How much should a down payment cost you? Will good or bad credit affect your down payment? What if you don’t want to put the full amount you’ve saved down?
Whether you have good or bad credit car dealers are likely to want to see a down payment of some kind.
A down payment can prove to be a useful asset in purchasing your next vehicle.
Will you be buying a new or used car?
Knowing this information will affect how much money you will want to use for a down payment. New cars will need to have more of a down payment as there is depreciation that needs to be covered.
A new vehicle depreciates about 20% after its first year of use so most lenders will want to make sure they are covered for at least that first year and offering a 20% down payment is a good way of doing that.
Used vehicles won’t necessarily require a minimum of 20% because there is no depreciated value that has to be covered.
Do you have good credit?
While this may be the question that makes you squirm in your seat, being honest and fair with yourself about your credit will help you get the best offers for your financial situation. Should you have excellent or even good credit history, you won’t necessarily have to offer a down payment, if you choose.
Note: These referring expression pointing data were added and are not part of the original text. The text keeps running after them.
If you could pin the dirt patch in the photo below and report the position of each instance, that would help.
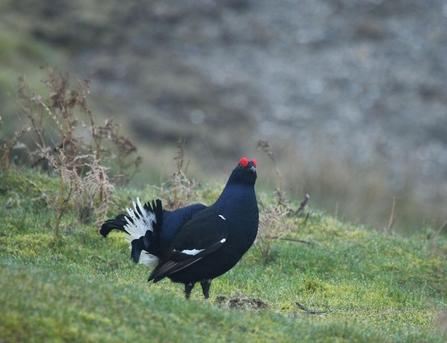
(241, 302)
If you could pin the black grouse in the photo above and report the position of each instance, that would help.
(195, 243)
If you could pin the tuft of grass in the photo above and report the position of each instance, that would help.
(366, 285)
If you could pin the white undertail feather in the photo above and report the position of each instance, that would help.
(137, 227)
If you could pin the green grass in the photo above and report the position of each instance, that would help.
(81, 287)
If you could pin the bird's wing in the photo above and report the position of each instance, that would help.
(202, 235)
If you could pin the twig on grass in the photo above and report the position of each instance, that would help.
(305, 309)
(392, 218)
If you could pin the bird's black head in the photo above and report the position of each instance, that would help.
(245, 172)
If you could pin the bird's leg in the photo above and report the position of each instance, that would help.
(188, 289)
(206, 284)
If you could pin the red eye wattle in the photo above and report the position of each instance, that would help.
(243, 162)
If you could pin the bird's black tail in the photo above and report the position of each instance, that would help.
(114, 224)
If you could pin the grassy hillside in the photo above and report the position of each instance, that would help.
(79, 287)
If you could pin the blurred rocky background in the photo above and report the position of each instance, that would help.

However, if your credit history is questionable or could use improvement, take this opportunity to offer what you can for a down payment, but make sure to be reasonable with yourself.
How much can you put down?
Once you’ve assessed your financial situation and you have an estimate of how much money you can contribute to a down payment, consider your monthly payments.
The more money you can put into your down payment, the lower your monthly payments are, but be careful. Should you choose to put less down immediately, you will end up paying more throughout your payments.
Make Your Goals Achievable
Make sure to give yourself achievable monthly payments. Sure parting with a large sum of money you’ve been saving for is difficult but in the long run, it will lower your out-of-pocket monthly payment which saves you money over time.
Making your scheduled payments on time will improve your credit score so you will have less to worry about for future investments.